Cheap Wine Is Fine

by Andy Hough on January 18, 2008

I rarely drink wine myself but since many PF bloggers do I thought I would share the results of a couple of studies I recently read about.

In the first study wine tasters were served the same wine in a fancy bottle and an ordinary bottle.  The wine in the fancier bottle was rated much higher.   He also conducted a test where experts asked their impressions of a red and a white wine.  The red wine was actually the same as the white wine but tinted with food coloring.  None of the experts noticed it was a white wine.

In the other wine study volunteers were asked to rate their enjoyment of five wines.  Two sets of wine were identical but labeled differently.  The $5 and $45 wines were both the $5 actual price wine.  The $10 and $90 wines were both the $90 actual price wine. The fifth wine was identified by its actual $35 price.  The $90 wine was the favorite and the $5 was the least favorite.

Two weeks later they were asked to rate the wines without the price information.  They rated the $5 wine better than the $90 wine.  This shows how price can affect how people perceive wine and other things.

I guess the lesson from the studies is put your cheap wine in a fancy bottle and put an expensive price tag on it and you will enjoy it more.

1 Amanda @ Me vs Debt January 18, 2008 at 9:46 am

So true, so true. I am perfectly satisfied with three-buck-chuck from Traders Joe’s for any given day. For a special treat I love Estancia. At about $12 a bottle, you can’t beat it — no matter how fancy the label!

2 ms. m&p January 22, 2008 at 10:23 pm

Thank god! I always thought I was a novice for not tasting the difference between and an expensive and cheap bottle, but now I feel vindicated.

3 Early Retirement Extreme January 23, 2008 at 2:02 pm

This is too funny. Seems that wine is mainly a commodity. Like vodka it turns into a brand name experience e.g. I’m paying $90 instead of $5, so I have enjoy this more 😉

4 snowbag January 27, 2008 at 9:03 pm

Wine is sort of a commodity. There’s a matter of preference/taste/palate as well as some other issues. Fact: very, very good wines can be had for under $10, particularly if you live in a coastal state.
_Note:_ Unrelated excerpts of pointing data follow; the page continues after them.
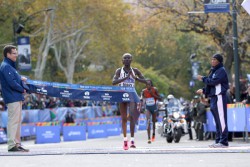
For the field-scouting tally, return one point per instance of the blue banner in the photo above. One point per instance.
(47, 134)
(74, 133)
(3, 136)
(216, 6)
(24, 53)
(84, 92)
(97, 131)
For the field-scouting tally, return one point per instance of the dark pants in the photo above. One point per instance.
(218, 106)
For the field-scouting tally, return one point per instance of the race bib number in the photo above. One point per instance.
(150, 101)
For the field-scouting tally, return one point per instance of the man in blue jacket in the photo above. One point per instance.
(216, 87)
(12, 91)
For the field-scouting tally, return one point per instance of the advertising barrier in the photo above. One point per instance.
(74, 131)
(47, 133)
(97, 131)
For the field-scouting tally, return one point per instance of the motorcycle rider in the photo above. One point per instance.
(150, 95)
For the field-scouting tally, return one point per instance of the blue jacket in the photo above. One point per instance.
(11, 83)
(216, 82)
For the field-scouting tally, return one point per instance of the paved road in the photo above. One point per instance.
(108, 152)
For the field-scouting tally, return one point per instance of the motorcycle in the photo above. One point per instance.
(173, 122)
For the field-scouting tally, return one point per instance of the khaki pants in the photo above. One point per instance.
(14, 124)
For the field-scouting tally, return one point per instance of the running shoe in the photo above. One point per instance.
(132, 144)
(125, 145)
(153, 138)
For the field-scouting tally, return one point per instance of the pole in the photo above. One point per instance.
(235, 49)
(14, 24)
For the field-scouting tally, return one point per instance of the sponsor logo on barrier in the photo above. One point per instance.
(42, 91)
(65, 93)
(86, 95)
(106, 96)
(74, 133)
(125, 97)
(112, 129)
(48, 134)
(97, 131)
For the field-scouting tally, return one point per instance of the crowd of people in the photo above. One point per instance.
(38, 101)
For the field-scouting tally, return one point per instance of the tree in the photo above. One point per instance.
(217, 26)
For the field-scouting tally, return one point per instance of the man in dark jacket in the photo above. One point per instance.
(12, 91)
(216, 88)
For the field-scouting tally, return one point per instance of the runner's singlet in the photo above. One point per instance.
(150, 100)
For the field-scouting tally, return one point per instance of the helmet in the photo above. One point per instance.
(170, 96)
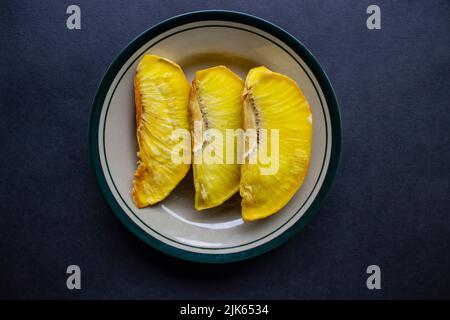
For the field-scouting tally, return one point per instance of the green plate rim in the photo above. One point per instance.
(230, 16)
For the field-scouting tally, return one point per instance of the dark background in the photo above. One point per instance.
(390, 204)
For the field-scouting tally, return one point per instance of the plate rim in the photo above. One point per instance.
(229, 16)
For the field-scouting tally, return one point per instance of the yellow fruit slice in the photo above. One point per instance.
(215, 103)
(274, 101)
(161, 96)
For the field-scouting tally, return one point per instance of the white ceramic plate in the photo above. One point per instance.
(195, 41)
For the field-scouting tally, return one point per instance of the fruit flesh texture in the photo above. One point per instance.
(161, 97)
(274, 101)
(215, 103)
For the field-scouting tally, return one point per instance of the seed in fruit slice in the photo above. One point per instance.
(215, 106)
(161, 96)
(274, 101)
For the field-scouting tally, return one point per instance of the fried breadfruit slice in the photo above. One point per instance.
(274, 101)
(215, 103)
(161, 96)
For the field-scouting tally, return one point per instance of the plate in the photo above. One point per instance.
(195, 41)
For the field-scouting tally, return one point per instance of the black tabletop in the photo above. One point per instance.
(389, 206)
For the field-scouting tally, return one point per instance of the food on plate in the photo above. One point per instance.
(274, 101)
(215, 106)
(161, 96)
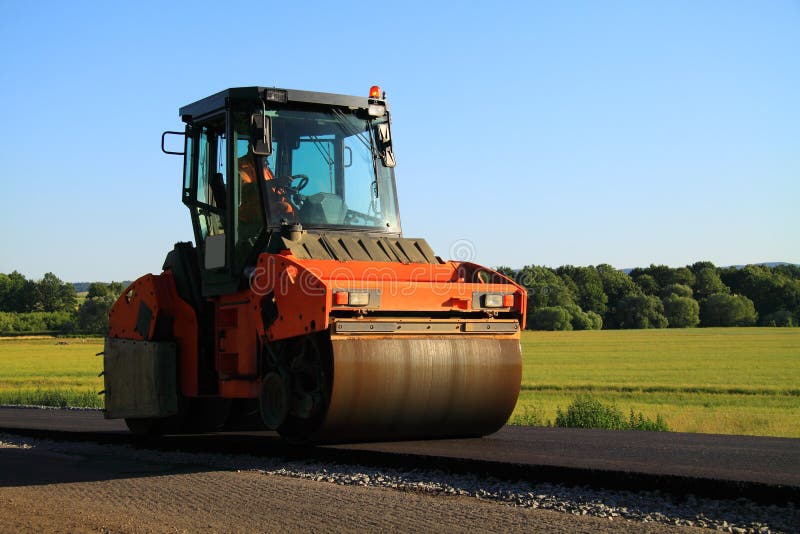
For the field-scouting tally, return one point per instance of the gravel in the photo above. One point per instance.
(738, 516)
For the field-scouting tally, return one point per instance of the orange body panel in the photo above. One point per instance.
(157, 293)
(295, 297)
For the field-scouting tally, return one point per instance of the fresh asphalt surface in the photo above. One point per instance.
(708, 463)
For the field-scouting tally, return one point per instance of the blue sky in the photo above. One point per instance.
(543, 133)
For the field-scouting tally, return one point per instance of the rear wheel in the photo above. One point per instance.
(295, 390)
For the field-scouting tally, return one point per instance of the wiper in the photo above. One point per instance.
(349, 129)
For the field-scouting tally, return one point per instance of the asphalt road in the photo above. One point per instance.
(572, 455)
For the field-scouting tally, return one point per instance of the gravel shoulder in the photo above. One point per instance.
(51, 489)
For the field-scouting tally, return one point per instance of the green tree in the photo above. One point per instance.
(93, 314)
(683, 276)
(616, 285)
(98, 289)
(647, 283)
(771, 290)
(681, 312)
(550, 318)
(640, 311)
(54, 295)
(587, 286)
(722, 309)
(17, 293)
(677, 289)
(707, 283)
(545, 288)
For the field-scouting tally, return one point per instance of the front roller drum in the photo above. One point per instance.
(417, 387)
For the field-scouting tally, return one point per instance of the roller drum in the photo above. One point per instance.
(404, 387)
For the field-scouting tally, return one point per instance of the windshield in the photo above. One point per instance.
(322, 172)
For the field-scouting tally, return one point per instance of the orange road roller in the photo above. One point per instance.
(300, 307)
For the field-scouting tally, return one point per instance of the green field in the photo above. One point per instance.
(716, 380)
(51, 372)
(713, 380)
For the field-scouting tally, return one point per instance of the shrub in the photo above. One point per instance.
(588, 412)
(532, 416)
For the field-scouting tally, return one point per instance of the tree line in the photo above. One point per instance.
(565, 298)
(658, 296)
(50, 305)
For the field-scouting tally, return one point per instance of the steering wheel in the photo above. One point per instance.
(303, 182)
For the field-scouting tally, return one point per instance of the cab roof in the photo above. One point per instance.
(217, 101)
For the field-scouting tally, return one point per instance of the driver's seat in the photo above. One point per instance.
(323, 208)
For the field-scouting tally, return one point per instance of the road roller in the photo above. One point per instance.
(300, 307)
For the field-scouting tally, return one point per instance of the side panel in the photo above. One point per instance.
(139, 379)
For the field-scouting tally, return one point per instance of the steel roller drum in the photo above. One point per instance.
(404, 387)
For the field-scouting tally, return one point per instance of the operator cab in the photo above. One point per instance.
(261, 161)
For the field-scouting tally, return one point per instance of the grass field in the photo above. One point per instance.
(715, 380)
(51, 372)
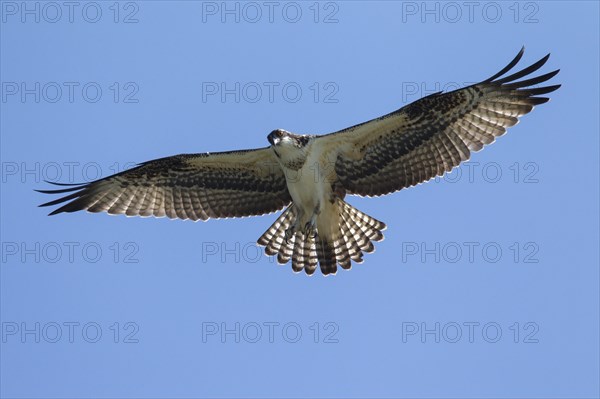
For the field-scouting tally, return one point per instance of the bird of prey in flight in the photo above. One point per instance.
(310, 175)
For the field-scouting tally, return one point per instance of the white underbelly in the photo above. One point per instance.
(309, 189)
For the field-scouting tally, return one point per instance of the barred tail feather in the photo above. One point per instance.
(334, 244)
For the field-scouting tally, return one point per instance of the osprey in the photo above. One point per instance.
(310, 175)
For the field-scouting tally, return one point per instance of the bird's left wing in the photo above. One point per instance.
(188, 186)
(434, 134)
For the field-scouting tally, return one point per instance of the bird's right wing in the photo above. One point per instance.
(189, 186)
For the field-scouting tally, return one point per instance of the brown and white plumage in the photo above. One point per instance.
(195, 186)
(313, 174)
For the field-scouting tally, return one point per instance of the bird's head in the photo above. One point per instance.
(278, 137)
(283, 138)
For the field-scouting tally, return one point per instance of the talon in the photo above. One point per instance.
(309, 229)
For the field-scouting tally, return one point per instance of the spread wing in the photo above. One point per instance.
(189, 186)
(434, 134)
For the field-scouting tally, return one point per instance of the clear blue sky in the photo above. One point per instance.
(485, 286)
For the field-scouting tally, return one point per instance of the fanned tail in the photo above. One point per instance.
(339, 240)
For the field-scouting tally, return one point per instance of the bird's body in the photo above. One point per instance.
(310, 175)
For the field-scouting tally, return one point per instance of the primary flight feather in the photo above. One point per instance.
(310, 175)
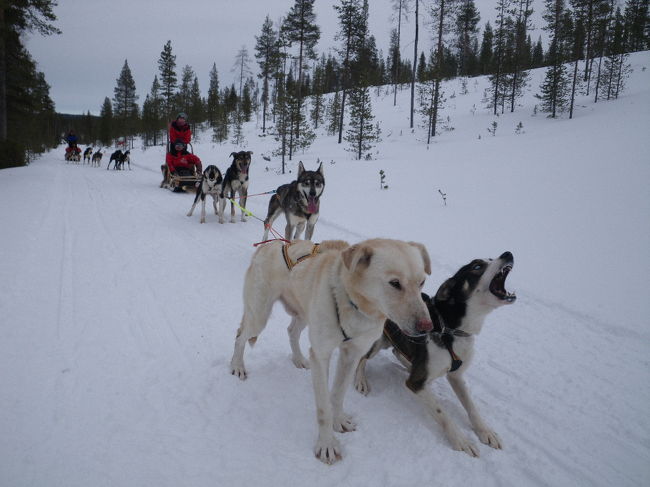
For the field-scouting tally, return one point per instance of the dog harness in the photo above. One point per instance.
(290, 263)
(441, 336)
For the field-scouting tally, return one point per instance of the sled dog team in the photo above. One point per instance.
(359, 299)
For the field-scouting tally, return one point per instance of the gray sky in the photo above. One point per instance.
(83, 63)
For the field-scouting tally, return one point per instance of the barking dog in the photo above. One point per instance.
(210, 184)
(236, 181)
(458, 312)
(345, 294)
(88, 154)
(97, 158)
(125, 157)
(300, 202)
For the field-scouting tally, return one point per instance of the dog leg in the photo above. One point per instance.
(299, 228)
(327, 448)
(243, 196)
(196, 199)
(256, 314)
(484, 432)
(202, 208)
(295, 329)
(349, 356)
(457, 439)
(232, 207)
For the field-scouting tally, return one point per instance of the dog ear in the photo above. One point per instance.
(425, 256)
(444, 291)
(357, 256)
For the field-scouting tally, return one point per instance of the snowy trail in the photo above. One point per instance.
(118, 312)
(123, 375)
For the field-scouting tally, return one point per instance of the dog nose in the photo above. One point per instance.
(424, 326)
(507, 256)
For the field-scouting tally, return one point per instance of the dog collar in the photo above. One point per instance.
(338, 315)
(444, 337)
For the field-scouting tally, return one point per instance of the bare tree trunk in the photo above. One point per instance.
(399, 33)
(415, 60)
(436, 91)
(573, 87)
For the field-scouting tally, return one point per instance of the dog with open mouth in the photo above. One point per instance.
(458, 312)
(300, 203)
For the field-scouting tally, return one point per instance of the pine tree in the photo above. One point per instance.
(184, 95)
(637, 25)
(352, 31)
(466, 30)
(577, 53)
(362, 134)
(537, 58)
(616, 68)
(17, 18)
(555, 88)
(196, 103)
(299, 27)
(212, 105)
(400, 9)
(268, 59)
(125, 107)
(168, 79)
(334, 114)
(106, 123)
(486, 54)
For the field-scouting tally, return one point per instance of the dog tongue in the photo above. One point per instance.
(312, 205)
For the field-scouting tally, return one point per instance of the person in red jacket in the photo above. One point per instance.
(180, 129)
(178, 157)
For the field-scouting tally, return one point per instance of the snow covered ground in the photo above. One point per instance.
(119, 312)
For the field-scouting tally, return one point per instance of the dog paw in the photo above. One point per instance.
(300, 362)
(344, 424)
(328, 451)
(490, 438)
(238, 371)
(464, 444)
(362, 386)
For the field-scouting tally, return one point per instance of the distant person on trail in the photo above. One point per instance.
(178, 157)
(180, 129)
(71, 139)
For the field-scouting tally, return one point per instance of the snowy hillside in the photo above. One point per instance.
(119, 312)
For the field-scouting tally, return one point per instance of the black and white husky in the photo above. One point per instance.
(211, 184)
(300, 203)
(458, 311)
(236, 181)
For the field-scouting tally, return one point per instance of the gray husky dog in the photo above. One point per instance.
(300, 202)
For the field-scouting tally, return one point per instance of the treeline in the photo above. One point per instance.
(287, 93)
(28, 122)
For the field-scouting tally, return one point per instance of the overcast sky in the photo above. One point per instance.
(83, 63)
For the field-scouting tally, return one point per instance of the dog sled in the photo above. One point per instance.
(72, 154)
(182, 178)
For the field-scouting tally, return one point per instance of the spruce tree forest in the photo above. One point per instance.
(285, 79)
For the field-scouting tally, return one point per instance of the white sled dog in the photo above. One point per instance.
(458, 311)
(345, 294)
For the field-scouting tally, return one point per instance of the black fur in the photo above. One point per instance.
(235, 181)
(300, 203)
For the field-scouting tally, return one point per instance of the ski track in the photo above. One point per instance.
(121, 314)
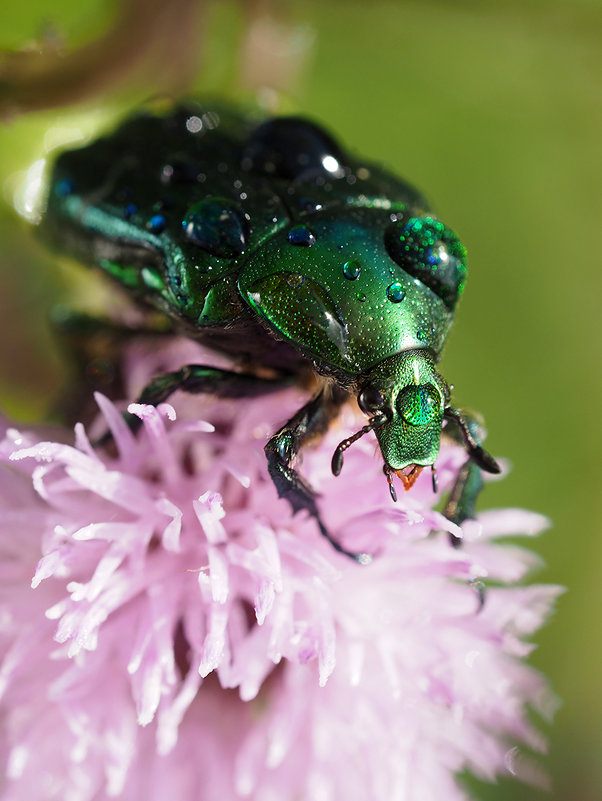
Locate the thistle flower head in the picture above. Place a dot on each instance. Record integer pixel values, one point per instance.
(169, 629)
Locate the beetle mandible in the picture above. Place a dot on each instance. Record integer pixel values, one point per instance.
(267, 241)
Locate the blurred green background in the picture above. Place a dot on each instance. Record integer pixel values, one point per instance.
(493, 109)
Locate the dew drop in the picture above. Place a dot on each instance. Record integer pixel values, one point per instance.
(352, 269)
(64, 187)
(395, 292)
(295, 280)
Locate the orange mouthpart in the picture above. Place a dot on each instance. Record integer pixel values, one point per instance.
(409, 475)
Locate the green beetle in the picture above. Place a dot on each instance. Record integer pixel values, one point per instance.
(267, 241)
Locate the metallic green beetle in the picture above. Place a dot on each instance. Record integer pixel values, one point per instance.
(267, 241)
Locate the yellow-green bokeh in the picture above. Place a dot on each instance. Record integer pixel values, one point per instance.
(493, 109)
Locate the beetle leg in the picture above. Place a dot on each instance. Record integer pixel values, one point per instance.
(93, 346)
(461, 503)
(310, 421)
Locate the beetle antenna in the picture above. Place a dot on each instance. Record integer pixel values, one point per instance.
(337, 456)
(477, 453)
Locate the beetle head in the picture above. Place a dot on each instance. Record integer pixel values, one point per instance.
(405, 398)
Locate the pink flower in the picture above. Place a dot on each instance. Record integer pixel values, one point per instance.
(169, 630)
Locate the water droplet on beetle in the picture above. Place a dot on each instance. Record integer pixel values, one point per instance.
(395, 292)
(301, 235)
(217, 225)
(352, 269)
(64, 187)
(157, 223)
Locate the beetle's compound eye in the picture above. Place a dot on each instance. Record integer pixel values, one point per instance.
(218, 226)
(289, 148)
(419, 405)
(370, 400)
(428, 250)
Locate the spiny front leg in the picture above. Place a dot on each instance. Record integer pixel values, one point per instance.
(198, 379)
(310, 421)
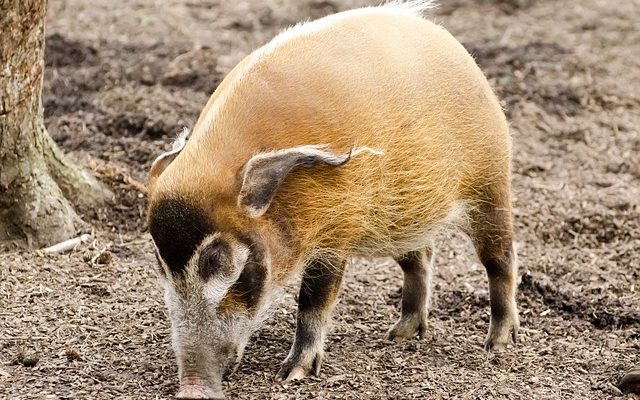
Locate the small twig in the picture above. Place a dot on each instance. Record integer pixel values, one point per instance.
(23, 338)
(67, 245)
(95, 258)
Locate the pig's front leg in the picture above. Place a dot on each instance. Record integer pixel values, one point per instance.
(318, 294)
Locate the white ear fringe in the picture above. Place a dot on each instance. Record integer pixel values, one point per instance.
(181, 140)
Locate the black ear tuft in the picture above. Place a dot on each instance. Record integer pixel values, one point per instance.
(213, 258)
(265, 172)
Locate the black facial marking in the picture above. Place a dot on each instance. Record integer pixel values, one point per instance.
(251, 281)
(213, 259)
(177, 228)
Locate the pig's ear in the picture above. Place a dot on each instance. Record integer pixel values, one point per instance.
(163, 161)
(264, 173)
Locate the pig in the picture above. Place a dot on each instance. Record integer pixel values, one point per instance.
(359, 134)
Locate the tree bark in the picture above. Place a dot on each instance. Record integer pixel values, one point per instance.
(36, 180)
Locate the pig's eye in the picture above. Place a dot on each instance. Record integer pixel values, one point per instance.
(213, 259)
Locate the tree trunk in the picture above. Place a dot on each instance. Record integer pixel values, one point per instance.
(36, 181)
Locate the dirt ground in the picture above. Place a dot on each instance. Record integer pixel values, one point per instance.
(123, 77)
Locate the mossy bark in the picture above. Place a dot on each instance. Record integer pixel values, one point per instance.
(36, 181)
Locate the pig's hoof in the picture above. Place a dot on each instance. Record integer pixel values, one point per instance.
(199, 392)
(501, 335)
(294, 371)
(631, 382)
(406, 328)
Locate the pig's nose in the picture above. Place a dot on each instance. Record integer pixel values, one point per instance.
(197, 388)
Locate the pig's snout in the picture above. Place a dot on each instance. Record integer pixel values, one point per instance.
(197, 388)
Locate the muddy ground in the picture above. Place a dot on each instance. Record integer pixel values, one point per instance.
(123, 77)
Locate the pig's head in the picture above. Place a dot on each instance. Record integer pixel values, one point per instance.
(215, 258)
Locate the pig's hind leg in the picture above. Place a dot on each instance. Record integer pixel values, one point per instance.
(417, 267)
(491, 231)
(318, 294)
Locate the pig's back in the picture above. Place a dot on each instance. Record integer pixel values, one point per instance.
(378, 78)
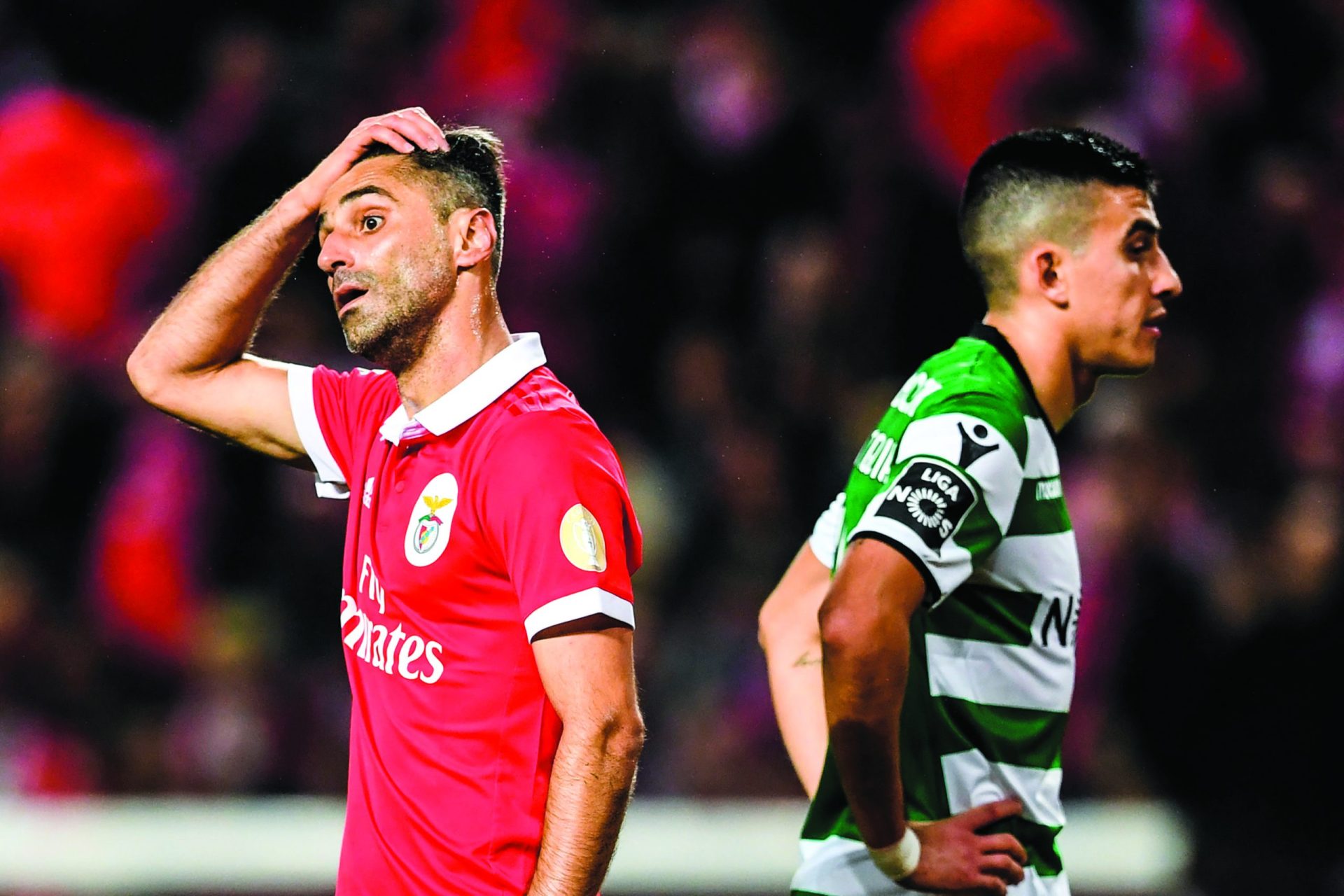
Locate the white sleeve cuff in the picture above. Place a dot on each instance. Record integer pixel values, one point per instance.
(575, 606)
(825, 533)
(331, 481)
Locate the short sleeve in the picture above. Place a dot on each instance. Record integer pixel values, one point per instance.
(951, 496)
(825, 535)
(559, 512)
(332, 410)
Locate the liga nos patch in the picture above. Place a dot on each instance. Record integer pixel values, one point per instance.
(932, 498)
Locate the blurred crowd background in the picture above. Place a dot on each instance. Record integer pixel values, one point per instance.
(734, 225)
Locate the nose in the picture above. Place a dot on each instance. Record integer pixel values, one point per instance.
(1167, 282)
(335, 253)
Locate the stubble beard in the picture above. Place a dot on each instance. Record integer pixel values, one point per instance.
(396, 333)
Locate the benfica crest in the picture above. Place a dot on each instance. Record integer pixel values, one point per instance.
(432, 517)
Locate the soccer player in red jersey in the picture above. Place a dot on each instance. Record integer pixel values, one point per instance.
(487, 608)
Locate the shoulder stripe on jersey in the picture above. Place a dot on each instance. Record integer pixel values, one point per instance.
(575, 606)
(1042, 457)
(331, 481)
(1000, 675)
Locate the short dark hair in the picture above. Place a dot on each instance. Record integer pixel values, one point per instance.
(1037, 183)
(470, 174)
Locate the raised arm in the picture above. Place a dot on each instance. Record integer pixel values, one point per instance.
(866, 659)
(792, 644)
(589, 678)
(192, 363)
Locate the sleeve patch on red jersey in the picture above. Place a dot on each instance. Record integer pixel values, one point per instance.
(582, 539)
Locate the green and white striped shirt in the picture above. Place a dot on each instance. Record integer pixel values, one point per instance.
(961, 476)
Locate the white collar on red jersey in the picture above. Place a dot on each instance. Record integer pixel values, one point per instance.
(475, 394)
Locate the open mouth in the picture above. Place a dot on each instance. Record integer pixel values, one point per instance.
(346, 296)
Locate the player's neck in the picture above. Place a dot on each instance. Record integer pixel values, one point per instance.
(470, 332)
(1046, 358)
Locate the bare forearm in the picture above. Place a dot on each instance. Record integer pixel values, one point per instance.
(211, 321)
(590, 786)
(792, 643)
(864, 691)
(796, 688)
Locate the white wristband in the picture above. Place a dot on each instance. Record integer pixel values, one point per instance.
(899, 859)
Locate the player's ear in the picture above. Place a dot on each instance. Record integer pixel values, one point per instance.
(473, 237)
(1044, 272)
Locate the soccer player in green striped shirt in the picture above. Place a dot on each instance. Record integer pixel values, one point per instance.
(933, 668)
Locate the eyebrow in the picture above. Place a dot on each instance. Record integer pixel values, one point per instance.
(353, 195)
(1142, 226)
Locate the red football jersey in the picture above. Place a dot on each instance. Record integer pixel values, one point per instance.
(496, 512)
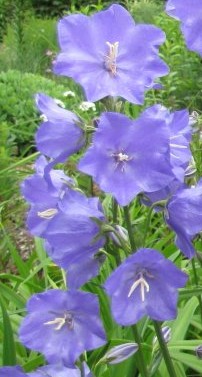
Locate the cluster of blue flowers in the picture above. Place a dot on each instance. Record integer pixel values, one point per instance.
(108, 55)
Add a couple bucks for the midwest.

Some mass-produced wine is very palatable: yellow tail is common example, loved by consumer reports. I find it a little chemical-tasting, a little processed. Hardy’s “Stamp”wine–an often boxed wine–is a little better. That said, given wine of the same caliber fifteen or twenty years ago, they are both FANTASTIC. You had to be there in 1991: blech.

In the 10-20 range, there are great wines & duds. Over $20, guidance, tasting, and experience pay off well. Because at that point, you might as well drink outside the house: no tight-fistedness at all. But it becomes a hobby, not a matter of expense alone.